L’ouvrage, très lisible, se divise en deux parties. La première (chap. 2 à 4) examine la place du monde musulman au sein de l’hégémonie occidentale et les pressions exercées sur les musulmans pour qu’ils s’adaptent à cette situation. La deuxième (chap. 5 à 7) décrit la réponse des musulmans à cette hégémonie et à la nouvelle mondialisation. Cette deuxième partie essaie de comprendre les différents objectifs qui sont assignés à l’Islam et la mesure dans laquelle la culture islamique est compatible avec les valeurs et les pratiques de l’hégémonie occidentale. Le discours de l’Islam sur la politique, l’économie et les relations internationales contemporaines en constitue la substance.
Le chapitre 2 expose le discours culturel occidental sur l’Islam après la guerre froide. Le cadre cognitif et normatif de l’hégémonie est esquissé, en commençant par l’étude de l’ouvrage renommé de Francis Fukuyama sur le triomphe de l’« idée libérale » et de ses conséquences sur l’Islam. Par ailleurs, l’ouvrage de Samuel Huntington intitulé « Le choc des civilisations » est largement évoqué par l’auteur qui constate que le monde musulman est devenu synonyme de conflit culturel. Il précise néanmoins que les opinions en Occident varient en ce qui concerne la nature et l’ampleur de la « menace islamique ». Dans le chapitre 2, l’auteur évalue si, oui ou non, le discours post-guerre froide a renforcé l’exclusion et la marginalisation des musulmans dans le monde.
Dans le chapitre 3, l’auteur analyse la géopolitique de l’ordre international post-guerre froide, en particulier, les raisons et mécanismes de l’imposition d’une pax americana au Moyen-Orient.

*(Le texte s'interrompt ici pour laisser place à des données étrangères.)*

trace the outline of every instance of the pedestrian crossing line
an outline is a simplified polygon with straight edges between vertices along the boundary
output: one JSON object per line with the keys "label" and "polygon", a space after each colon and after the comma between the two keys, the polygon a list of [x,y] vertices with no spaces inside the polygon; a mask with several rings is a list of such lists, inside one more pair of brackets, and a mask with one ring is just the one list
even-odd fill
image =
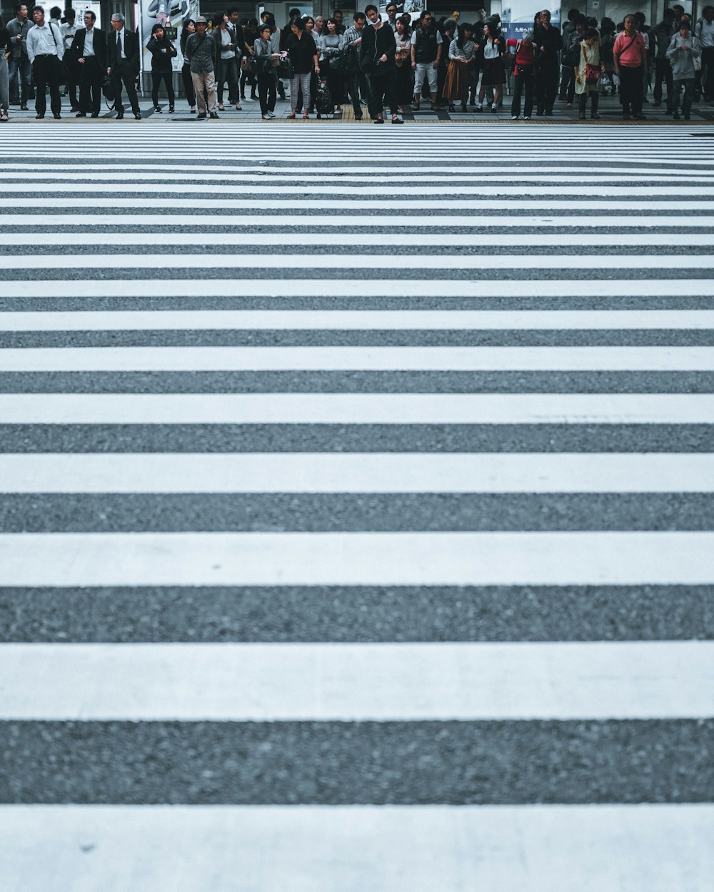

Il décrit notamment comment les États-Unis et leurs alliés ont rencontré des oppositions au Moyen-Orient et la manière dont les institutions « globales » soutiennent la projection de la puissance américaine. Les réponses variées des États musulmans et des activistes islamistes à la politique occidentale sont bien évoquées. Les militants islamistes qui ont attaqué les États-Unis le 11 septembre 2001 représentent en quelque sorte la réponse la plus radicale à la présence dominante des États-Unis au Moyen-Orient. L’ouvrage ayant été rédigé peu de temps après le 11 septembre, l’auteur n’a pas eu le recul nécessaire pour analyser l’impact de la réponse américaine. Néanmoins, il essaye de mettre en évidence les questions clés du conflit qui oppose les États-Unis et les terroristes de Oussama Ben Laden ainsi que certaines implications plus larges de la nouvelle guerre contre le terrorisme.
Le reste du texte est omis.